Among the many threads in the case – in which an insufficiently financed gas producer left a clean-up bill of $225-million – the Alberta Energy Regulator (AER) has much to answer for. And a difficult task to change its ways.

What’s become clear since Sequoia failed in March is that the legislation AER operates under has a gaping loophole that has allowed financially weak companies to bypass the regulator’s usual scrutiny and take ownership of assets burdened with high environmental liabilities. Most of Sequoia’s assets were acquired in one transaction that used that loophole.

The AER’s chief executive, Jim Ellis, acknowledged the gap last week and said work was underway to close it.

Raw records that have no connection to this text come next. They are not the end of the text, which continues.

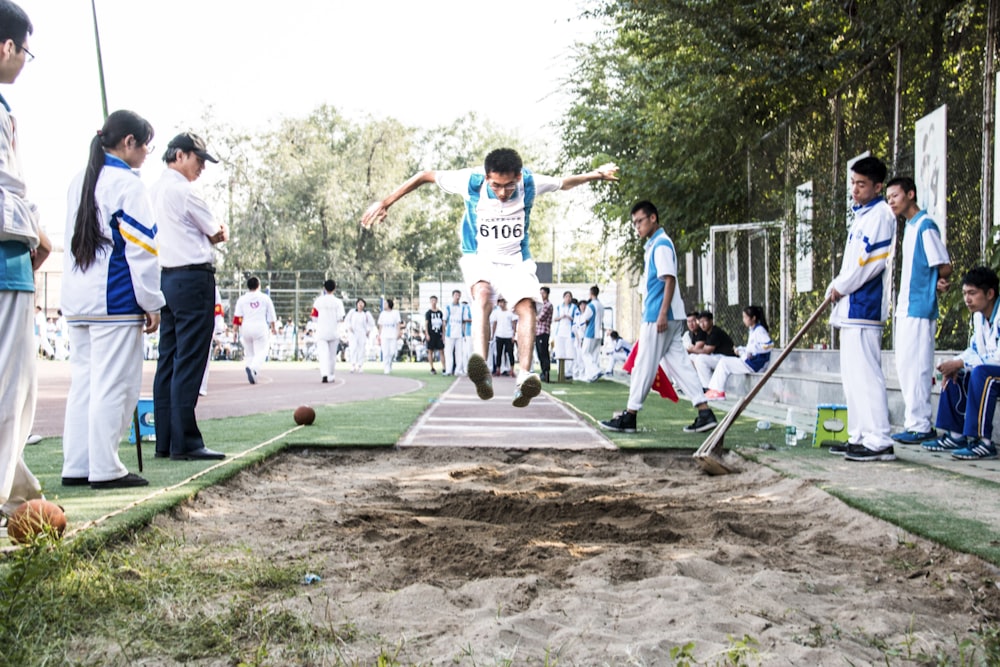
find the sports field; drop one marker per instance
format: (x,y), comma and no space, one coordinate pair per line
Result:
(329,545)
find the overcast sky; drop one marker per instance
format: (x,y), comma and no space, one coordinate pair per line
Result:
(425,63)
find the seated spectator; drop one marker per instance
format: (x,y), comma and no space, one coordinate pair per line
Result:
(717,345)
(753,358)
(694,337)
(618,351)
(970,390)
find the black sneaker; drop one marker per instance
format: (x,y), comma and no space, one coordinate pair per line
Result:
(623,423)
(479,373)
(128,481)
(705,422)
(863,454)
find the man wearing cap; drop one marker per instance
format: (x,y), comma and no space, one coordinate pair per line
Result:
(186,234)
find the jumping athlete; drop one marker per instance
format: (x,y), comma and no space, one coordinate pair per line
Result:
(495,255)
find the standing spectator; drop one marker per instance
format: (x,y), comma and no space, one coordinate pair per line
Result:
(186,234)
(970,390)
(434,331)
(563,318)
(328,313)
(254,319)
(389,327)
(543,327)
(926,268)
(593,335)
(752,359)
(716,346)
(496,249)
(360,325)
(860,294)
(502,328)
(42,334)
(217,331)
(456,315)
(19,258)
(111,294)
(661,329)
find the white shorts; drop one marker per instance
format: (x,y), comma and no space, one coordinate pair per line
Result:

That’s good, but it’s not the only problem that has helped create an oil-patch version of a subprime crisis. Mr. Ellis has yet to explain why another of Sequoia’s asset purchases, which was subject to AER’s financial stress test, got its approval even though the company did not meet the minimum standard.

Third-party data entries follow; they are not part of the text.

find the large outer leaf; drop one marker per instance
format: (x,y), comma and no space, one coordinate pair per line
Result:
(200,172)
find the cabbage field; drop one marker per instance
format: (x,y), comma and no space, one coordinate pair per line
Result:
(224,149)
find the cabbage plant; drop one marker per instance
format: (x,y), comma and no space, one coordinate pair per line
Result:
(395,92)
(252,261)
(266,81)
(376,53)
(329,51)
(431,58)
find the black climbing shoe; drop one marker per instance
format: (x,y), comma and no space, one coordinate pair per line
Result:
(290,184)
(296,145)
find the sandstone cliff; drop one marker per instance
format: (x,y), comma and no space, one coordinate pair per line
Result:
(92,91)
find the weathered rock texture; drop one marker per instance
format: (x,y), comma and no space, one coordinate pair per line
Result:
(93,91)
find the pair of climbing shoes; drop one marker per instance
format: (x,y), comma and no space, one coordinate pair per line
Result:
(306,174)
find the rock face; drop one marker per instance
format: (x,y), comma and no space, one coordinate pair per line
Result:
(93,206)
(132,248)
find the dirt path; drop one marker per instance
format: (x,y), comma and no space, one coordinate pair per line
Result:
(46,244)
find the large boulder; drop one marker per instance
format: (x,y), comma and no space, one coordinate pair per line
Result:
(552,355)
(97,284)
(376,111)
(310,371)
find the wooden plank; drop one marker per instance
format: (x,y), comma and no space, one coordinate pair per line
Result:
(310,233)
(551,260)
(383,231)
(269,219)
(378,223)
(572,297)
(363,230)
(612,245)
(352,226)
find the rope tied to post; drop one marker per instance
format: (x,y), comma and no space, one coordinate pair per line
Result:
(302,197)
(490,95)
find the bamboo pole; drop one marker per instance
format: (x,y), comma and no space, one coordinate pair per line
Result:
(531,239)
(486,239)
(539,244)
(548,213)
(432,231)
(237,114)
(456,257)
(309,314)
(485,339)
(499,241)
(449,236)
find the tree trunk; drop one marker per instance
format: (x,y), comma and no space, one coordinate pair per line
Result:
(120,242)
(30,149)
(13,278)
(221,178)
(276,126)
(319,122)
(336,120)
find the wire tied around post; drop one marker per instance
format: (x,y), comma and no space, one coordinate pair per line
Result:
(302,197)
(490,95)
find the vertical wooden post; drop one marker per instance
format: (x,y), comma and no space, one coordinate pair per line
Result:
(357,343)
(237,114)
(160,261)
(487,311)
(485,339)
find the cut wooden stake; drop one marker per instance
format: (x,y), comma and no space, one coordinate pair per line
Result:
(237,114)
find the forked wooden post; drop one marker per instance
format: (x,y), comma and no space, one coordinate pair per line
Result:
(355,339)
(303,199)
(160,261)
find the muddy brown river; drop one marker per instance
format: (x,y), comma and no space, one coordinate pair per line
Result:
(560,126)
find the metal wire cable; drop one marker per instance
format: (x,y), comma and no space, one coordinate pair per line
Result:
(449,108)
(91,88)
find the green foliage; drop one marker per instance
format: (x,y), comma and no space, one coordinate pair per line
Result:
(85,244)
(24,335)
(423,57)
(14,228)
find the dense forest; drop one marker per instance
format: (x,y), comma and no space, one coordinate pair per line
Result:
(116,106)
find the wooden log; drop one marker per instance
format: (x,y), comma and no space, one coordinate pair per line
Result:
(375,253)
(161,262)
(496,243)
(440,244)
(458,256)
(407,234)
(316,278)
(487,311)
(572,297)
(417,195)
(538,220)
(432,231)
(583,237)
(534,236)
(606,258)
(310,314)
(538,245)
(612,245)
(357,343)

The test, known as the liability management rating (LMR) has proven to be highly problematic. When it was last toughened, in 2016, investment bankers worried that it would halt the trade in properties just as the oil patch struggled to recover. As it happened, some deals that should have been prevented were not.

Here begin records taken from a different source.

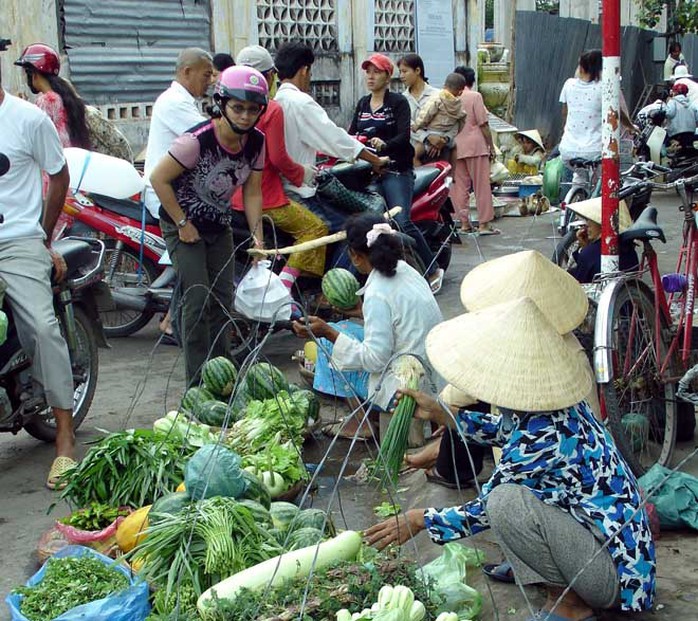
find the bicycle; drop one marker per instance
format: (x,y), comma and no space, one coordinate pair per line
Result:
(643,339)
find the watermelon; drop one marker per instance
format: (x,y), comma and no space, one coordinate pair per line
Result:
(173,504)
(256,490)
(308,403)
(304,538)
(195,396)
(259,513)
(212,413)
(283,514)
(339,287)
(264,380)
(219,376)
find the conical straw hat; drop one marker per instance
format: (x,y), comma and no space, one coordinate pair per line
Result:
(511,356)
(455,397)
(532,134)
(527,274)
(591,210)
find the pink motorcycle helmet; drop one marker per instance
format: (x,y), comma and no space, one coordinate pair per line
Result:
(40,57)
(242,83)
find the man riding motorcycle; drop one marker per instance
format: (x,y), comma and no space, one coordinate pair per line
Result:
(29,144)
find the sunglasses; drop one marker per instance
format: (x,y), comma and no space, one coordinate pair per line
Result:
(240,109)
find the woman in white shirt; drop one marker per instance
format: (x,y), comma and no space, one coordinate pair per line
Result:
(417,91)
(399,310)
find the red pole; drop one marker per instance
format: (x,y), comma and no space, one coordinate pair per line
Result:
(610,163)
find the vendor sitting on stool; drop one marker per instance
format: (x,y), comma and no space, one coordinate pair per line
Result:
(528,153)
(563,503)
(588,256)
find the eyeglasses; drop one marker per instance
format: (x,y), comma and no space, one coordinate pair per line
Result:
(252,110)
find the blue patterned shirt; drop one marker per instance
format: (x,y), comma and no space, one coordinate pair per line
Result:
(569,460)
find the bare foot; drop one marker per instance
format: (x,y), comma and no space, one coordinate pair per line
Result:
(426,458)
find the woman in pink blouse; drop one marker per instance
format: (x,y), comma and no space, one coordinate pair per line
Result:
(55,96)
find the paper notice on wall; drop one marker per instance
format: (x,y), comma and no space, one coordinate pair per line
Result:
(434,28)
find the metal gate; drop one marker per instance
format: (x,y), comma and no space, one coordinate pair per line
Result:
(123,51)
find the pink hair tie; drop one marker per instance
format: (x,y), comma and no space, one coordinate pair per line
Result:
(382,228)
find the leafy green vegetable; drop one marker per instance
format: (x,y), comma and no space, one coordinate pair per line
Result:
(351,585)
(128,468)
(203,544)
(96,516)
(67,583)
(387,509)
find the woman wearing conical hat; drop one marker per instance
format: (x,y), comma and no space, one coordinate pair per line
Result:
(562,502)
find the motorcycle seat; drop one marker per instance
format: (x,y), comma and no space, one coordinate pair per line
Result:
(123,207)
(581,162)
(76,253)
(644,228)
(423,176)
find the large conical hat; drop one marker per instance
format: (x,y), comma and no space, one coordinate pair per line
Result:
(527,274)
(511,356)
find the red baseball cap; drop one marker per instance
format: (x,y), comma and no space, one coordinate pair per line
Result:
(380,62)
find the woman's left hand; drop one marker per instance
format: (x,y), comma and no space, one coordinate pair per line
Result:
(397,529)
(377,144)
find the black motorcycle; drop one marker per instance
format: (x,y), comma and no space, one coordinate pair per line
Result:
(78,299)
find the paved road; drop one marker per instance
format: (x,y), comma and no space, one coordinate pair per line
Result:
(139,383)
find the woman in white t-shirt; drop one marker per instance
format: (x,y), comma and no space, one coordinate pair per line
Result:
(581,110)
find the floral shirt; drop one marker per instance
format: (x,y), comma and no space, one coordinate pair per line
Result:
(52,104)
(567,459)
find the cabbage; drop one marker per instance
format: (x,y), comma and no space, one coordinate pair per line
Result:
(214,471)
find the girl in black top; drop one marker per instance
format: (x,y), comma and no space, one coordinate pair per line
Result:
(384,117)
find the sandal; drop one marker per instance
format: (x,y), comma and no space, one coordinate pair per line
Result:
(488,230)
(59,467)
(434,477)
(501,572)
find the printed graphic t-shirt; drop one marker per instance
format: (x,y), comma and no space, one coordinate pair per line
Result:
(582,135)
(212,174)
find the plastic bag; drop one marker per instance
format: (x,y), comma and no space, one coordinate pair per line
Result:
(103,541)
(676,500)
(449,573)
(129,605)
(262,296)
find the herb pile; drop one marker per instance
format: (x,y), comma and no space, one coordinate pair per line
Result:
(96,516)
(352,585)
(67,583)
(129,468)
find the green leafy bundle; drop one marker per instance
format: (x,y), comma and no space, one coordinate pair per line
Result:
(129,468)
(67,583)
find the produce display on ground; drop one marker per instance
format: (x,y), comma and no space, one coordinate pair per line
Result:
(193,512)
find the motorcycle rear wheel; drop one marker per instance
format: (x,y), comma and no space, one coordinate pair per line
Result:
(85,365)
(120,323)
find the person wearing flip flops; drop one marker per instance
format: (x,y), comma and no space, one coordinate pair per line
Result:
(562,502)
(30,145)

Sequoia is where many of the system’s faults seem to have converged. It was set up by investors with strong links to China to buy aging gas wells and use some of the cash flow from them to decommission them as they petered out. The business plan was flawed, as it relied on gas prices rising. They fell.

This isn’t just an academic legal exercise. The case has implications across Canada’s energy sector, which thrives on trading assets. It also affects Alberta taxpayers, as the provincial and federal governments have provided financial backstops for the overburdened industry fund used for cleaning up orphan wells. Further, besides being the overseer, the AER is the largest creditor in the case, and has made a claim for the abandonment and clean-up.

This month, Sequoia’s bankruptcy yielded a $217-million lawsuit, filed by the insolvency trustee against Perpetual Energy Inc. and its chief executive, Susan Riddell Rose. It seeks to unwind Sequoia’s takeover of a Perpetual subsidiary that held the company’s high-liability gas wells in 2016, essentially asking a judge to turn back the clock.

The issue for the AER is the deal’s structure. Rather than transferring the assets to the buyer, which would have required the regulator to rule on its suitability for taking on at least $130-million worth of liabilities, Perpetual sold the shares in the subsidiary to Sequoia for, essentially, pocket change.

The trustee, PricewaterhouseCoopers, alleges Ms. Riddell Rose knew the business was doomed and would sink the buyer. Perpetual says it is being unfairly targeted and that the claim is without merit. It has has hired advisers and plans to defend itself vigorously.

But the fact remains that Sequoia, led by directors Wentao Yang and Hao Wang, acquired the wells when the deal would have been unlikely to pass muster as a straight transfer of assets. Sequoia acquired about three quarters of its wells in the deal.

“For the AER, this situation has exposed a gap in the system and raised questions with respect to how we better manage liability in the future,” Mr. Ellis said in a statement last week.

But another transaction Sequoia did in 2016 is troubling for another reason. It bought assets from bankrupt Waldron Energy Corp., and was exempted from the toughened LMR rules so the deal could be completed.

The Globe and Mail reported in March that Sequoia participated in a conference call with the regulator and Waldron’s receiver in October of that year. The company later submitted “a request to the AER to apply discretion” in relation to a toughened solvency test, according to court documents. The regulator must explain why it bent the rules in this or any other case.

Last week, the AER said it was starting a process to come up with a new system to gauge whether buyers of oil and gas assets can handle growing environmental liabilities. But any system is only as good as its enforcement.